As Mexico is one of the countries with the most ocean–river systems in the world [17], this suggests SGE generation will be possible in many zones where rivers interact with seawater. However, to the best of the authors’ knowledge, there is no theoretical resource assessment of this type of ocean energy for Mexico.

1.3. Objectives

While ocean energy is not available for all countries, three quarters of the world’s nations have coastlines and therefore could benefit in some way from their ocean energy resources. This is the case for Mexico, which has energy resources in the Atlantic and the Pacific Oceans. Since there is no documented resource assessment of the different types of ocean energies for Mexico, the main objective of this paper is to theoretically evaluate the available power from waves, ocean currents, thermal gradient, and salinity gradient as the path to facilitate the selection of sites, where further in depth studies should be carried out. Power availability is presented as thresholds of minimum power; this may help in the selection of energy conversion devices. A statistical analysis is performed to determine monthly power availability and variability at prospective locations for each source of marine energy. Moreover, some environmental, economic, and social factors to consider in future marine energy projects in Mexico are also discussed.

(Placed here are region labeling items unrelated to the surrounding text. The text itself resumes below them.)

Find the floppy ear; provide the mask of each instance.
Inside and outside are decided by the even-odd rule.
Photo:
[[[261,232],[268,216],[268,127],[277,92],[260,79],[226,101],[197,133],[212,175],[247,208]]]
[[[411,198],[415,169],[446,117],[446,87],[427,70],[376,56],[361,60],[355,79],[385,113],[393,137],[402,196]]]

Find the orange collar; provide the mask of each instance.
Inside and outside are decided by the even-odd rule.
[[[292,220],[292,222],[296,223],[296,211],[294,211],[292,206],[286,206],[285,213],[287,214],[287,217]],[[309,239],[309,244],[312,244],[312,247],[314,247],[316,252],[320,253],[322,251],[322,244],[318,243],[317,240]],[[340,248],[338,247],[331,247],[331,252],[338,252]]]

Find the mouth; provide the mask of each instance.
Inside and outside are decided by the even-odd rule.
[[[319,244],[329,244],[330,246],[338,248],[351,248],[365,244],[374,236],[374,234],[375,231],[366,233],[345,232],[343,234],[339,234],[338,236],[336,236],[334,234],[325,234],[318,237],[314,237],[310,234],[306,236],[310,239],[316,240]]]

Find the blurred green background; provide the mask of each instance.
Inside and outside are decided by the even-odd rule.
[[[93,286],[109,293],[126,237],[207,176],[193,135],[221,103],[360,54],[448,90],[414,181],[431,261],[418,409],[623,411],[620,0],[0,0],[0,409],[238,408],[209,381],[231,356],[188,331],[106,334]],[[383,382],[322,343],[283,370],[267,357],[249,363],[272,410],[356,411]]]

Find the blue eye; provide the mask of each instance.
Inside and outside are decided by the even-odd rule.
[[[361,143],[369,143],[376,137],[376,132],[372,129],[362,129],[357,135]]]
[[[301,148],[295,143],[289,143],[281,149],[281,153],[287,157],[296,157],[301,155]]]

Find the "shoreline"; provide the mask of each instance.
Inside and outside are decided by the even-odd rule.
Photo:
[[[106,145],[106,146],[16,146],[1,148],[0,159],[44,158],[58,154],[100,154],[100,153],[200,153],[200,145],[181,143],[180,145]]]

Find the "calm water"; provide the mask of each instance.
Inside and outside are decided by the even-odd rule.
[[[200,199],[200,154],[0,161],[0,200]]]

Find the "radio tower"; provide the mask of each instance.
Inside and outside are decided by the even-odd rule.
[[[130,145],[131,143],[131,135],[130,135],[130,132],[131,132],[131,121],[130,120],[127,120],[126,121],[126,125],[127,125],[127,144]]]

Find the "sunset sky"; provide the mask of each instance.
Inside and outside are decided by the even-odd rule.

The present study is organised as follows: the theoretical methods for power estimation and the data used for each type of ocean energy are described in Section 2 and Section 3, respectively. The main results of the theoretical power available for each type of energy are presented in Section 4, describing the regions where potential power is more persistent. Section 5 shows a monthly-variability analysis for particular locations, and Section 6 presents relevant environmental, economic, and social factors to be considered in Mexican MRE (Marine Renewable Energy) projects. Finally, the main conclusions and possibilities for future work are summarised in Section 7.

2. Theoretical Approaches to Marine Energy Power Estimation

The theoretical potential of any type of ocean energy source is the physical maximum of usable energy in a particular region in a specific period of time [51]. In practice, only part of the theoretical potential can actually be extracted due to ecological, technical, and economic constraints. This section briefly describes the engineering methods employed to estimate the available theoretical (gross) power of the ocean energies considered in this paper. Only the most important equations have been given here, as details for each model can be found in the references given. It should be noted that the units of theoretical power vary for each approach.

2.1. Wave Power

Considering linear wave theory in deep waters, the theoretical power that can be extracted from ocean waves (P_OW, in W/m) can be estimated by [52,53]:

$${\mathrm{P}}_{\mathrm{OW}}=\frac{{\mathrm{W}\mathsf{\rho }\mathrm{g}}^2{\mathrm{T}}_{01}{\mathrm{H}}_{\mathrm{s}}^2}{64\mathsf{\pi }},$$

(1)

where W is the wavefront (assumed to be 1 m), $\mathsf{\rho }$ is seawater density (1025 kg/m³), H_s (in m) is the significant wave height or the average height, and T₀₁ (in s) is its corresponding energy period.

2.2. Ocean Current Power

The theoretical gross power of ocean currents (P_OC, in W/m²) is considered as the power generated by a fluid stream across a unitary cross-section [14,15]:

$${\mathrm{P}}_{\mathrm{OC}}=\frac{1}{2}{\mathsf{\rho }\mathrm{V}}^3,$$

(2)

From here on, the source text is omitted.